Scaling Your Kubernetes Clusters with AWS EKS and Karpenter Autoscaling

As organizations embrace Kubernetes on AWS, they seek scalable, cost-effective ways to manage workloads in dynamic environments. Traditionally, Kubernetes clusters on AWS Elastic Kubernetes Service (EKS) have relied on the Kubernetes Cluster Autoscaler (CA) to manage scaling. However, Karpenter, an open-source autoscaling solution from AWS, has emerged as an efficient alternative, offering faster, more flexible scaling with better cost optimization.

This blog will explore AWS EKS with Karpenter, covering its benefits, setup, and best practices for autoscaling your Kubernetes clusters

Why Karpenter?

Karpenter is designed to address some of the limitations of the Cluster Autoscaler by providing faster and more flexible scaling. With Karpenter, AWS users can experience:

  • Rapid Node Provisioning: Karpenter directly communicates with AWS APIs, allowing it to spin up new nodes faster than traditional autoscalers.
  • Cost Optimization: Karpenter intelligently selects instance types based on the exact requirements of the workloads, helping reduce costs by minimizing over-provisioned resources.
  • Workload Flexibility: By supporting custom instance selection based on workload needs, Karpenter allows clusters to better handle heterogeneous workloads.

 

How Does Karpenter Work?

Karpenter uses Kubernetes custom resources to understand workload requirements and determine the best instance types to meet those needs. It can automatically adjust instances based on pod resource requirements (CPU, memory, etc.) and terminate underutilized nodes, optimizing cluster efficiency.
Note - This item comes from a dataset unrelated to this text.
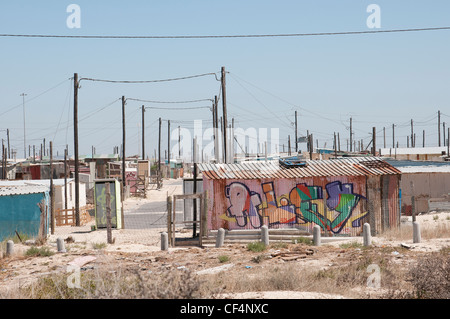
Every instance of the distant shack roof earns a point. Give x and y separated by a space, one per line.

Karpenter also simplifies scaling by dynamically launching different instance types and sizes based on workload needs, all while ensuring that nodes are compatible with the specific constraints of each workload (such as labels, taints, and affinity rules).

Key Benefits of Using Karpenter with EKS

  1. Faster Scaling: Karpenter’s direct API calls to AWS enable it to scale nodes more quickly than the Cluster Autoscaler, minimizing pod startup delays.
  2. Efficient Resource Utilization: With Karpenter’s ability to select appropriate instance types based on workload requirements, you can avoid over-provisioning, thereby reducing costs.
  3. Enhanced Flexibility: Unlike traditional autoscalers, Karpenter can launch diverse instances across multiple availability zones, giving more flexibility in managing high-availability workloads.

Best Practices for Karpenter Autoscaling

  1. Optimize Provisioner Configurations: Set constraints in the Provisioner resource to ensure Karpenter selects appropriate instances for your workloads, balancing cost and performance.
  2. Set Expiration Times for Empty Nodes: Use ttlSecondsAfterEmpty to remove idle nodes promptly, reducing costs by terminating unused resources.
  3. Tag Resources Consistently: Ensure consistent tagging across subnets and security groups to avoid provisioning issues.
  4. Regularly Monitor Scaling Metrics: AWS CloudWatch can be used to monitor scaling events and instance usage, enabling continuous improvement of your autoscaling configuration.

Conclusion

Karpenter is a powerful tool for scaling Kubernetes clusters on AWS EKS, providing rapid response to demand while optimizing costs. With Karpenter’s dynamic instance selection and flexible configuration, you can ensure your applications are ready to scale efficiently, no matter the demand. By combining Karpenter’s autoscaling capabilities with the robustness of AWS EKS, organizations can create a truly resilient and cost-effective cloud infrastructure.